Veit's Blog

Fixed Point Arithmetic

7/31/2017

Update: I realized that my format actually makes sense and I intuitively implemented it correctly. This means the lower half is a bit wonky. Sorry about that.

I’ve always been fascinated by fixed point numbers. For the uninitiated, fixed point numbers are related to floating point numbers. Like their more common counterpart, they are numbers with a decimal point. Unlike floating points, the decimal point always stays at the same location within the number; this could lead to potentially wasted storage if either of the components could be described with fewer bits.

Fixed point numbers are less scary than floating point numbers insofar as I can grok how to do simple arithmetic on them, or so I thought. To prove that to myself, I wrote another toy library in C, akin to the one I wrote for binary-coded decimals, on a quiet Saturday on the Greyhound bus from New York City to Washington.

Of course I ran into way more problems than I anticipated, because I’m apparently not all that great with numbers. Addition and subtraction are reasonably straightforward, especially if you implement a few simplification rules, e.g. when subtracting a negative number from a number, call the addition procedure with the sign removed. Dragons already start blowing smoke at multiplication; I wanted to implement it using integers, not floating point numbers, and I had never thought about how that would work prior to writing this library. Once I realized what I had to do with the multiplication bits and where to watch out for overflows, it was actually doable. I’m not completely convinced I’ve got all of the corner cases covered, though, because I suck at writing tests. Oh well.

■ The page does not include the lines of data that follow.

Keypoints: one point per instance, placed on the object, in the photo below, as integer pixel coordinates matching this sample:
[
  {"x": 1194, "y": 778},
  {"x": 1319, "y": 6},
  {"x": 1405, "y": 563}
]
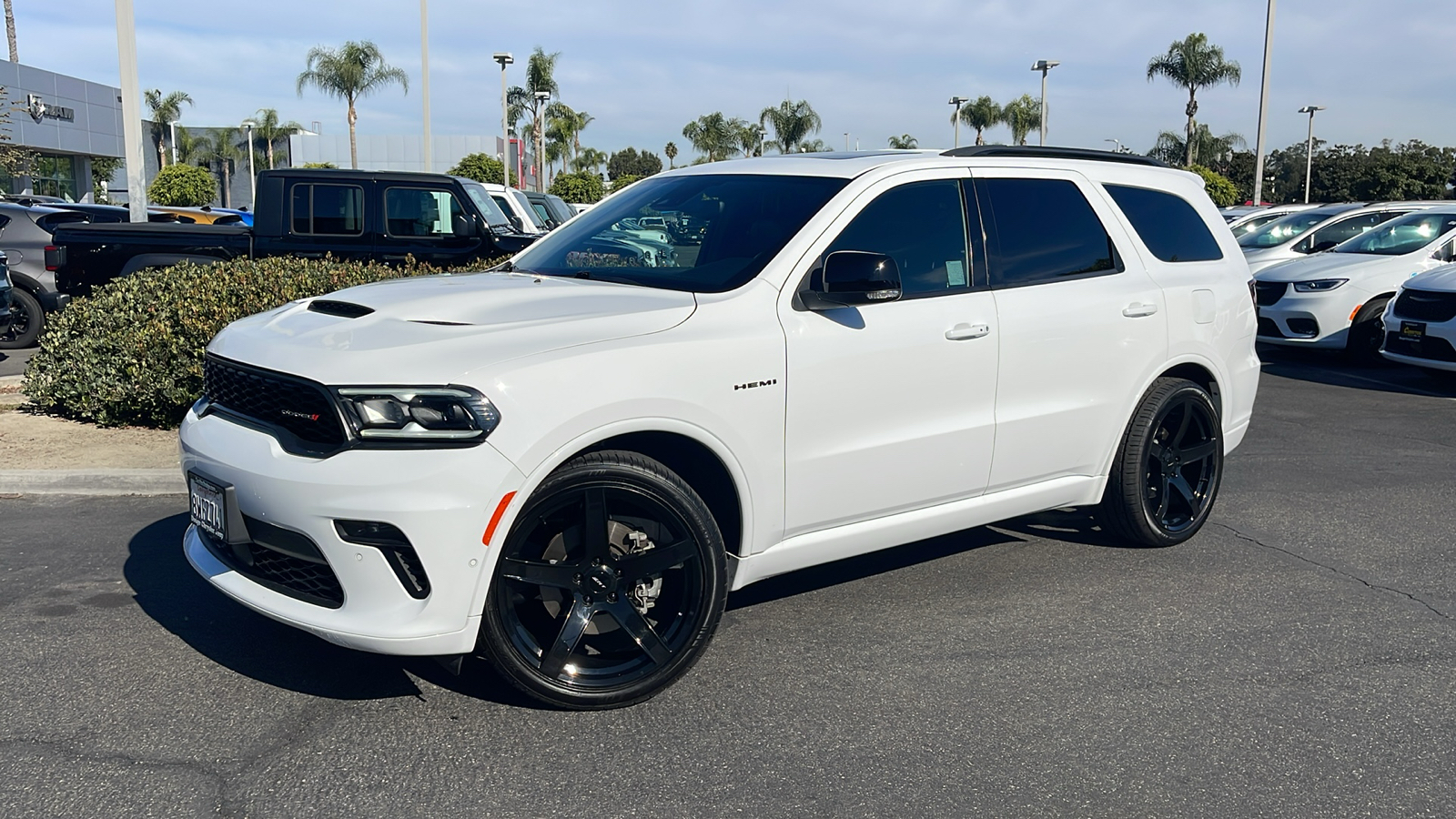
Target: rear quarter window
[{"x": 1167, "y": 223}]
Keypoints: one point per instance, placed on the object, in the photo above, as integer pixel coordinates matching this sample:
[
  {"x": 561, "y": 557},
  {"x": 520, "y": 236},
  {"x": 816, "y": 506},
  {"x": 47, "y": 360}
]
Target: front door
[{"x": 890, "y": 407}]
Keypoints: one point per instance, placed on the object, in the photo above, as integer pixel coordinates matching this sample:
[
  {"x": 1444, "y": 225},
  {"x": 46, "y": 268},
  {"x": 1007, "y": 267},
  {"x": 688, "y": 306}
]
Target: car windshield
[
  {"x": 482, "y": 200},
  {"x": 1281, "y": 229},
  {"x": 1400, "y": 237},
  {"x": 724, "y": 230}
]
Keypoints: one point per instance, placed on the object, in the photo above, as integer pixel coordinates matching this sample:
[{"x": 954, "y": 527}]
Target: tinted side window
[
  {"x": 337, "y": 210},
  {"x": 922, "y": 227},
  {"x": 1167, "y": 223},
  {"x": 1041, "y": 230}
]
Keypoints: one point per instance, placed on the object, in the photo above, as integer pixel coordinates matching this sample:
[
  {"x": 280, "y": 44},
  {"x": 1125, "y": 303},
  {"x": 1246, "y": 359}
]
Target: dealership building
[{"x": 63, "y": 121}]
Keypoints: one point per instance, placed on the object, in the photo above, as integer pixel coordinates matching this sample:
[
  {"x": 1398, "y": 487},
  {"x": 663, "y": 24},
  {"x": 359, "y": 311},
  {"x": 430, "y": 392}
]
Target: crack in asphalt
[{"x": 1346, "y": 574}]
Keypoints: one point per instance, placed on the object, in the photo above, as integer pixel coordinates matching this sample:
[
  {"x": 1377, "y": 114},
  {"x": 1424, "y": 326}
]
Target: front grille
[
  {"x": 1429, "y": 347},
  {"x": 1426, "y": 307},
  {"x": 288, "y": 402},
  {"x": 1269, "y": 292}
]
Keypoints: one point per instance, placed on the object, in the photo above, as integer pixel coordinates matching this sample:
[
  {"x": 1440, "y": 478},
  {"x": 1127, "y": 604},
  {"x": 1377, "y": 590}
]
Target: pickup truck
[{"x": 308, "y": 213}]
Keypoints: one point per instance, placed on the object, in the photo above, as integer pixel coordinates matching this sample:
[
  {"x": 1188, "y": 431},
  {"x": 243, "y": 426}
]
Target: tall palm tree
[
  {"x": 541, "y": 72},
  {"x": 349, "y": 72},
  {"x": 980, "y": 116},
  {"x": 1193, "y": 63},
  {"x": 793, "y": 121},
  {"x": 1023, "y": 116},
  {"x": 269, "y": 130},
  {"x": 164, "y": 109}
]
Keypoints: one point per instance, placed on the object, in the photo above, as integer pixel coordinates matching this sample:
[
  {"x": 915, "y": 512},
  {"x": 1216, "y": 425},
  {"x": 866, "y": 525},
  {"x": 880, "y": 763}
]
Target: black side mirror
[{"x": 851, "y": 278}]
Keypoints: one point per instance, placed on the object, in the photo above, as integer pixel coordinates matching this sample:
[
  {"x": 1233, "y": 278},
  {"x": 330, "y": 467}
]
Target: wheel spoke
[
  {"x": 659, "y": 560},
  {"x": 558, "y": 576},
  {"x": 640, "y": 630},
  {"x": 553, "y": 661}
]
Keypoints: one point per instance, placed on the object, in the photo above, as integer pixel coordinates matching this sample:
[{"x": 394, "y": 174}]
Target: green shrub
[
  {"x": 131, "y": 353},
  {"x": 1220, "y": 189},
  {"x": 581, "y": 187},
  {"x": 480, "y": 167},
  {"x": 182, "y": 186}
]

Division is a whole other beast. I actually wasn’t able to write a correct version of division on the bus; I simply lacked context. This is where I gave up and looked around for rules how to implement these and was comforted by the fact that I’m not the only person who isn’t able to solve this problem by themselves. I also realized that scholars would disapprove of my format, but I couldn’t be bothered to update it into something more appropriate. My datastructure looks like this:

typedef struct {
  unsigned sign :1;
  unsigned before :31;
  unsigned after :32;
} silly;
Fig. 1: A silly number.

I find this format too cute to pass up1. The part after the decimal point, however, is where I was a bit more naive than is appropriate. The general consensus seems to be not just to store the fractional part as binary that “behaves like an integer”. I did it anyway, and to my surprise got through multiplication, although it is a bit more complex than if I had used a well-studied format.

2.5
// means "two and half", and is encoded as
// '2'     'half'
00000010.10000000

// So don't be tempted to write
00000010.00000101 // <- INCORRECT!

Fig. 2: The dos and don’ts of fixed points, as found on the internet.

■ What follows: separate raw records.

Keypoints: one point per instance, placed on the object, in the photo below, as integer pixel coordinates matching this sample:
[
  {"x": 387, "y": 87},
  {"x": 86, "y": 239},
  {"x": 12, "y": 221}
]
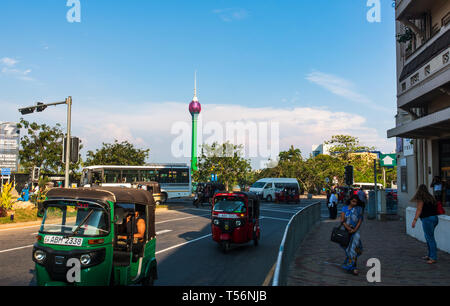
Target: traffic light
[
  {"x": 26, "y": 111},
  {"x": 36, "y": 173},
  {"x": 74, "y": 150},
  {"x": 349, "y": 175},
  {"x": 40, "y": 108}
]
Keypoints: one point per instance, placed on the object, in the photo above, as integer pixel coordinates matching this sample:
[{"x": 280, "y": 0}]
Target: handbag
[
  {"x": 340, "y": 236},
  {"x": 440, "y": 208}
]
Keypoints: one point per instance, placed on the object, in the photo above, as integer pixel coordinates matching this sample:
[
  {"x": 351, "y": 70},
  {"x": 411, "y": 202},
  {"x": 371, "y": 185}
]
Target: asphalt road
[{"x": 185, "y": 251}]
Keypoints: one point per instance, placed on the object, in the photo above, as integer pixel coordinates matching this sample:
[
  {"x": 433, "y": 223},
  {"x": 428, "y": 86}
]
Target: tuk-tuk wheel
[
  {"x": 225, "y": 246},
  {"x": 149, "y": 280}
]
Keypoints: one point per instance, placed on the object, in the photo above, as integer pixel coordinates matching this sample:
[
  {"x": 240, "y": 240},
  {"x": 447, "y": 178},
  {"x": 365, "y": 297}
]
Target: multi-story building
[{"x": 423, "y": 97}]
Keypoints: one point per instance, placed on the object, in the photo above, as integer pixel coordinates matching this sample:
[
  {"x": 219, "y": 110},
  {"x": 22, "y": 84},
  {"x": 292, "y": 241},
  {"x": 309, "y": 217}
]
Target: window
[
  {"x": 150, "y": 175},
  {"x": 181, "y": 176},
  {"x": 404, "y": 179},
  {"x": 164, "y": 176},
  {"x": 427, "y": 70}
]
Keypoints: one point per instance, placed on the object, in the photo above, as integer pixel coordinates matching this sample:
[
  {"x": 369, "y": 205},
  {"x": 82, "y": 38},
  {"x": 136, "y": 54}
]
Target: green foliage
[
  {"x": 313, "y": 172},
  {"x": 6, "y": 201},
  {"x": 227, "y": 162},
  {"x": 42, "y": 147},
  {"x": 345, "y": 145},
  {"x": 117, "y": 154}
]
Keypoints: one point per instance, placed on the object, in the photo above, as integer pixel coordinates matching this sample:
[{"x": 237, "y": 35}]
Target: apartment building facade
[{"x": 423, "y": 97}]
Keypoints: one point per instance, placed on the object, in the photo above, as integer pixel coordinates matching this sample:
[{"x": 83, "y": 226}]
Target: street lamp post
[{"x": 41, "y": 107}]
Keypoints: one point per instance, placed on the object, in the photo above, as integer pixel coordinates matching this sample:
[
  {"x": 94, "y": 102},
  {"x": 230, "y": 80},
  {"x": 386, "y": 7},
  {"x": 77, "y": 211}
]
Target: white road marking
[
  {"x": 181, "y": 244},
  {"x": 279, "y": 219},
  {"x": 277, "y": 210},
  {"x": 15, "y": 249},
  {"x": 181, "y": 219}
]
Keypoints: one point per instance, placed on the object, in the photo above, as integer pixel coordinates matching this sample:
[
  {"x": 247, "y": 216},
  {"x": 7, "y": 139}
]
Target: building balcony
[
  {"x": 435, "y": 125},
  {"x": 427, "y": 74},
  {"x": 412, "y": 9}
]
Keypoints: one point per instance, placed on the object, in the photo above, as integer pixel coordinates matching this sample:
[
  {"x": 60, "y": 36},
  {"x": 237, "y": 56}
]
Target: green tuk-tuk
[
  {"x": 100, "y": 232},
  {"x": 154, "y": 188}
]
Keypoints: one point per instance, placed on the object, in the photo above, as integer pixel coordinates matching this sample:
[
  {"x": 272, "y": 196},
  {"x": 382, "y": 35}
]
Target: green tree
[
  {"x": 226, "y": 161},
  {"x": 344, "y": 145},
  {"x": 117, "y": 154},
  {"x": 42, "y": 147}
]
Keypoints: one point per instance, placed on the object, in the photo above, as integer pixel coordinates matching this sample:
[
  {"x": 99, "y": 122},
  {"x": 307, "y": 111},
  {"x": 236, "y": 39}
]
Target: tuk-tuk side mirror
[{"x": 119, "y": 215}]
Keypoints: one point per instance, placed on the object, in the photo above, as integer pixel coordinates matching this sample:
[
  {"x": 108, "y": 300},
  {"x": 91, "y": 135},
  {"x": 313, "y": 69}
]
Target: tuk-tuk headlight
[
  {"x": 85, "y": 259},
  {"x": 40, "y": 256}
]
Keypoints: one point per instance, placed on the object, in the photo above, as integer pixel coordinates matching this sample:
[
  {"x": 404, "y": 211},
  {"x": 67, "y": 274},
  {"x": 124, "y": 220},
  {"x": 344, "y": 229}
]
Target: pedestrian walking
[
  {"x": 332, "y": 205},
  {"x": 436, "y": 184},
  {"x": 362, "y": 197},
  {"x": 428, "y": 213},
  {"x": 352, "y": 218}
]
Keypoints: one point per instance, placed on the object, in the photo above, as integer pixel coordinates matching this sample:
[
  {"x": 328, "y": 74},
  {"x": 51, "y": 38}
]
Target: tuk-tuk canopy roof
[{"x": 104, "y": 194}]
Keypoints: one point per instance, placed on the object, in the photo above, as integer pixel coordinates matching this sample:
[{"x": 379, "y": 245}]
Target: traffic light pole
[
  {"x": 68, "y": 142},
  {"x": 376, "y": 186},
  {"x": 40, "y": 107}
]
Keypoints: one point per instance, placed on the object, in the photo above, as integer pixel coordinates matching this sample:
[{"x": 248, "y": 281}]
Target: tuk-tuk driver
[{"x": 139, "y": 227}]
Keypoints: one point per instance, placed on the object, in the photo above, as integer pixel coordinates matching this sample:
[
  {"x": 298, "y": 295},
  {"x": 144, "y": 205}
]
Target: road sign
[
  {"x": 6, "y": 171},
  {"x": 9, "y": 145},
  {"x": 388, "y": 160}
]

I suppose it’s good to document that I know I’m doing it wrong and should really care more.

Back to division: the problem that I encountered—and haven’t solved yet, because I couldn’t find a fix on the internet—is that when dividing two numbers I suffer from a loss of precision. In multiplication I solved that by multiplying the components individually and then shifting or masking the result, which degrades in the same way as an overflow would. With division, however, I need a double precision container type in which I could perform the calculation—a uint128_t would be great here. Alas, this type doesn’t exist, and it wasn’t immediately obvious how to emulate that behaviour; for now the “library” only supports integer precision division.2

This was a fun little exercise in computational mathematics and really foundational. In hindisght I’m a bit bummed I didn’t get to do things like these in university, because I think those exercises are simple and have a big return on investment. If I go back to university and work as a TA, my students might have to trudge through horrible exercises like these. Read this, according to personal taste, as an invitation either to pity or envy them.

Footnotes

1. If you don’t know what the trailing numbers in the struct definitions are: these are bitfields, and they are incredibly handy.

2. If anyone knows how to remedy this, please explain it to me! It sounds like this is a well-known problem, but I can’t figure it out for division.